The third ALL is the group version above You can specify it by adding a colon (:). OK without

The fourth ALL is "Which command can be executed?" Write the command path separated by.

Also, adding a! At the beginning of the command means that it will not be executed.


%group01 ALL=(ALL:ALL) ALL,!/bin/su,!/usr/sbin/visudo,!/usr/bin/bash,!/usr/bin/sh,!/usr/bin/vi /etc/sudoers

→ group01 Users belonging to the group can execute all commands with sudo as all users. However, you cannot edit su and sudoers files.

By the way, You can also combine the commands you want to prohibit into one.

visudo(Summarize prohibited commands)

Cmnd_Alias KINSHI = /bin/su,/usr/sbin/visudo
dangogrp ALL=(ALL) ALL, !KINSHI 

Like this. Prohibit su command and sudoers editing with sudo to prevent the prohibition setting itself from being changed.

※ The above methods cannot be completely banned and there are loopholes. For example, copy a shell command to another directory, rename it, invoke an external command, use a shell command other than those prohibited above. As a countermeasure, there is a whitelist format for command permission, but I feel that the operation is difficult ...

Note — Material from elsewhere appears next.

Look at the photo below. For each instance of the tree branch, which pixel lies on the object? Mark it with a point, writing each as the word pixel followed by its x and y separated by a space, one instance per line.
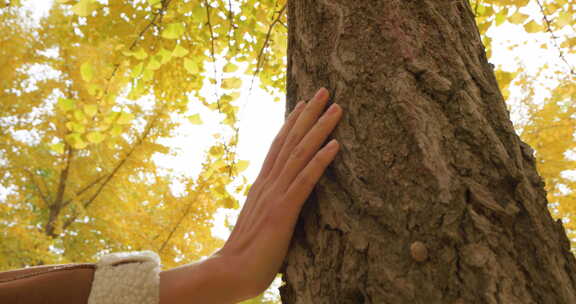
pixel 554 38
pixel 56 206
pixel 109 177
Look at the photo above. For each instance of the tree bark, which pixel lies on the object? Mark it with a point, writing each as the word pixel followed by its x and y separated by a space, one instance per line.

3 Leave a trail of sudo (only syslog configuration file differs depending on OS)

The execution result itself is spit out in the audit log, CentOS:/var/log/secure Ubuntu:/var/log/auth.log

Since these files will be buried in the execution result, let's change the output destination. Create a file to output the log and change the owner and group. (CentOS log file owner is root, so no change is OK)

touch /var/log/sudo.log
chown syslog /var/log/sudo.log
chgrp adm /var/log/sudo.log

Settings in / etc / sudoers


Set to transfer to syslog with. Added below the place where Defaults are lined up


# sudo log
Defaults syslog=local3

The local3 part can be any of 0-7. With a vacant one.

syslog settings

・ For Centos

vi /etc/rsyslog.conf 

・ For ubuntu

vi /etc/rsyslog.d/50-default.conf

Add the following. Match it with the local number.

#sudo log
local3.*    -/var/log/sudo.log

Syslog service restart

systemctl restart rsyslog

This will leave a trail of the sudo command in /var/log/sudo.log. If you try running the ls -l command with root privileges,
sudo ls -l /

It remains in the log like this.


May 28 14:16:10 host01 sudo: user01 : TTY=pts/0 ; PWD=/home/user01 ; USER=root ; COMMAND=/bin/ls -l

With this, even if the user types a bad command with root privileges, he can identify and preach.